Но бесспорно и то, что пехота смогла держаться потому, что щит артиллерии заслонял её во время атак немецких пехотных и танковых дивизий. Без заволжской поддержки борьба сталинградских дивизий привела бы их к трагической гибели, ибо при отсутствии этой поддержки они бы не захотели отступить. Главная суть этих боёв и была в том, что боевая, духовная сила сталинградской пехоты слилась воедино с возросшей материальной мощью.
50В середине сентября немцы подвергли артиллерийскому обстрелу СталГРЭС.
Это произошло в часы работы станции — в прозрачном воздухе ясно были видны белые клубы пара над котельной и дымок, поднимавшийся из трубы.
Когда первые снаряды из 103-миллиметровых орудий стали рваться на станционном дворе, в градирнях, а один из снарядов прошиб стену машинного зала, из котельной запросили, следует ли прекращать работу. Директор СталГРЭСа Спиридонов, находившийся в это время у главного щита, приказал продолжать подачу мазута. Станция обслуживала током Бекетовку, командный пункт и узел связи 64-й армии, производила зарядку аккумуляторов, снабжала энергией фронтовые рации, да, кроме того, ток нужен был для ремонта танков и «катюш», налаженного в мастерских СталГРЭСа.
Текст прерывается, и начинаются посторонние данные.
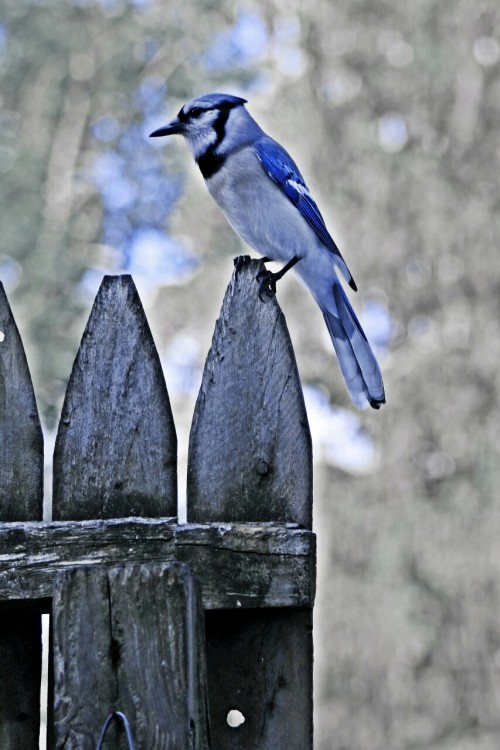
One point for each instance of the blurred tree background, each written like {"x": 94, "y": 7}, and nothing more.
{"x": 391, "y": 110}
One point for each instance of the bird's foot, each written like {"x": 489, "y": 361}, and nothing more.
{"x": 240, "y": 261}
{"x": 267, "y": 284}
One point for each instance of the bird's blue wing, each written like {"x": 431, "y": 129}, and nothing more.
{"x": 281, "y": 168}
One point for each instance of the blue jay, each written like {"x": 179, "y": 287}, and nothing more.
{"x": 264, "y": 197}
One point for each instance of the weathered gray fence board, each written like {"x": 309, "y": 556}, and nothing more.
{"x": 21, "y": 490}
{"x": 21, "y": 441}
{"x": 250, "y": 446}
{"x": 116, "y": 448}
{"x": 250, "y": 459}
{"x": 238, "y": 565}
{"x": 131, "y": 637}
{"x": 270, "y": 679}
Одновременно Спиридонов позвонил дочери в здание конторы и сказал ей:
— Вера, немедленно отправляйся в подземное убежище.
Вера голосом, очень напоминавшим директорский голос отца, ответила:
— Глупости, никуда я не отправлюсь,— и добавила: — Суп скоро сварится, приходи обедать.
В этот день начался удивлявший даже сталинградских военных турнир упорства и мужества, затеянный инженерами и рабочими СталГРЭСа против немецкой артиллерии и немецкой бомбардировочной авиации.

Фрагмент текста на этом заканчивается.